La vie moderne : mort de la paysannerie
TRIBUNE - Ce matin, je pleure. Je pleure pour cette famille paysanne d’Ariège endeuillée jusqu’à la moelle. Je pleure sur leur sort, leur don.
De quelle infinie dignité ils ont fait preuve ! Quelle infinie tristesse.
La vie moderne, c’est celle des paysans si bien décrite par Raymond Depardon dans son documentaire du même nom il y a seize ans. Le photographe et réalisateur nous montrait alors une vie paysanne invisible, rude et pourtant si humaine dont nous sommes les héritiers. Accompagnée par la musique de l’ariégeois Gabriel Fauré, La vie moderne portait avec une douceur humble les difficultés et les espoirs de la paysannerie.
Que pèse la vie d’une famille paysanne à l’heure de l’Union européenne, des accords de libre-échange ?
Cette même paysannerie crie actuellement sa douleur et son désespoir. Elle ne trouve plus sa place dans ce monde taillé pour les startups et la gouvernance mondiale. Que pèse la modeste vie d’une famille paysanne à l’heure de l’Union européenne, des accords de libre-échange et des flux mondiaux continus ? Rien.
L’accident dont a été victime cette famille paysanne d’Ariège, les Sonac, résume à lui seul le monde dans lequel nous sommes plongés.
Depuis la chute du mur de Berlin, la mondialisation des échanges et les grandes institutions internationales ont dissous progressivement les Etats-nations comme lieux de solidarités au sein d’une communauté de destin. Cette dissolution progressive a été rendue possible par le soutien d’une bourgeoisie de masse occidentale qui a validé par son vote le déploiement de l’Union européenne et l’arrivée au pouvoir de forces politiques favorables à la mondialisation et au néolibéralisme. En France, cette bourgeoisie de masse a voté depuis 2007 pour Sarkozy, Royal, Hollande et Macron...
Néolibéralisme lippmannien
La seconde mondialisation des échanges (la première date de la fin du XIXe siècle), s’opère dans le cadre d’un néolibéralisme théorisé dès les années 1920 et officialisé lors du colloque Walter Lippmann de l’été 1938, à Paris. Ce néolibéralisme lippmannien insiste sur l’inexorable réalité d’une mondialisation capitaliste dont il faut maîtriser le développement par une gouvernance internationale pilotée par des élites et des experts, très au fait de la complexité de ce nouveau monde. La démocratie, les sphères de communautés et de solidarités s’éloignent des peuples, les destins sont broyés dans un tout global. Les flux de personnes et des biens deviennent des variables d’ajustement à l’échelle européenne ou mondiale...

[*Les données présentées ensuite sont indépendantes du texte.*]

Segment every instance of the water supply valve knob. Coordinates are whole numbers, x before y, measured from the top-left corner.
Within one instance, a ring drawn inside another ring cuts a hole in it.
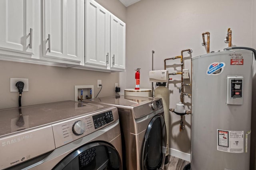
[[[76,135],[80,135],[85,131],[85,123],[82,121],[75,122],[72,127],[72,131]]]
[[[151,108],[153,110],[154,110],[156,108],[156,106],[154,103],[152,103],[151,104]]]

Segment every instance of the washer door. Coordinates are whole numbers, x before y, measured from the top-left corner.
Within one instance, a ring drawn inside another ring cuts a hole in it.
[[[93,142],[70,153],[53,170],[122,170],[120,156],[110,144]]]
[[[164,119],[156,115],[146,131],[141,152],[142,170],[160,169],[165,156],[166,140]]]

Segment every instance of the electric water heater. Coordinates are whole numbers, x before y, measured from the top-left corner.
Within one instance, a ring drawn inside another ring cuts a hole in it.
[[[192,59],[192,170],[249,170],[253,53]]]

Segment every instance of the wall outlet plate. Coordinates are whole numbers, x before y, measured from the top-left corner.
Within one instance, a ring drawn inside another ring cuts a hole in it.
[[[100,86],[100,84],[101,84],[101,80],[98,80],[97,82],[97,87],[98,88],[101,88],[101,86]]]
[[[118,86],[118,83],[115,83],[115,91],[116,91],[116,88]]]
[[[18,82],[24,83],[24,88],[22,91],[28,92],[28,78],[10,78],[10,92],[18,92],[18,90],[15,85]]]

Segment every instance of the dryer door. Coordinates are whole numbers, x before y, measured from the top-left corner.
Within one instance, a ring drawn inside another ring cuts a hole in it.
[[[146,131],[141,152],[142,170],[160,169],[164,161],[166,140],[164,119],[156,115],[151,119]]]
[[[111,144],[94,142],[70,153],[53,170],[122,170],[120,156]]]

Dans ces conditions, la paysannerie locale est percutée de plein fouet par la concurrence déloyale du bout du monde ou par l’emploi d’une main-d’œuvre immigrée peu coûteuse. Bien plus tragiquement encore, une voiture conduit par des demandeurs d’asile sous OQTF ôte la vie de plusieurs membres d’une famille paysanne venue défendre son droit de vivre dignement du fruit de son travail. Cet accident est hélas la conséquence, ô combien symbolique et douloureuse, de la réalité du programme néolibéral mondial dans lequel les élites et les experts, soutenus par la bourgeoisie de masse occidentale, souhaitent nous entraîner.
La mort d’Alexandra Sonac et de sa fille ne doit pas tomber dans l’oubli.
Pascal Tripier-Constantin est professeur d'éducation physique et sportive, nutritionniste et diplômé de l'IEP d'Aix-en-Provence.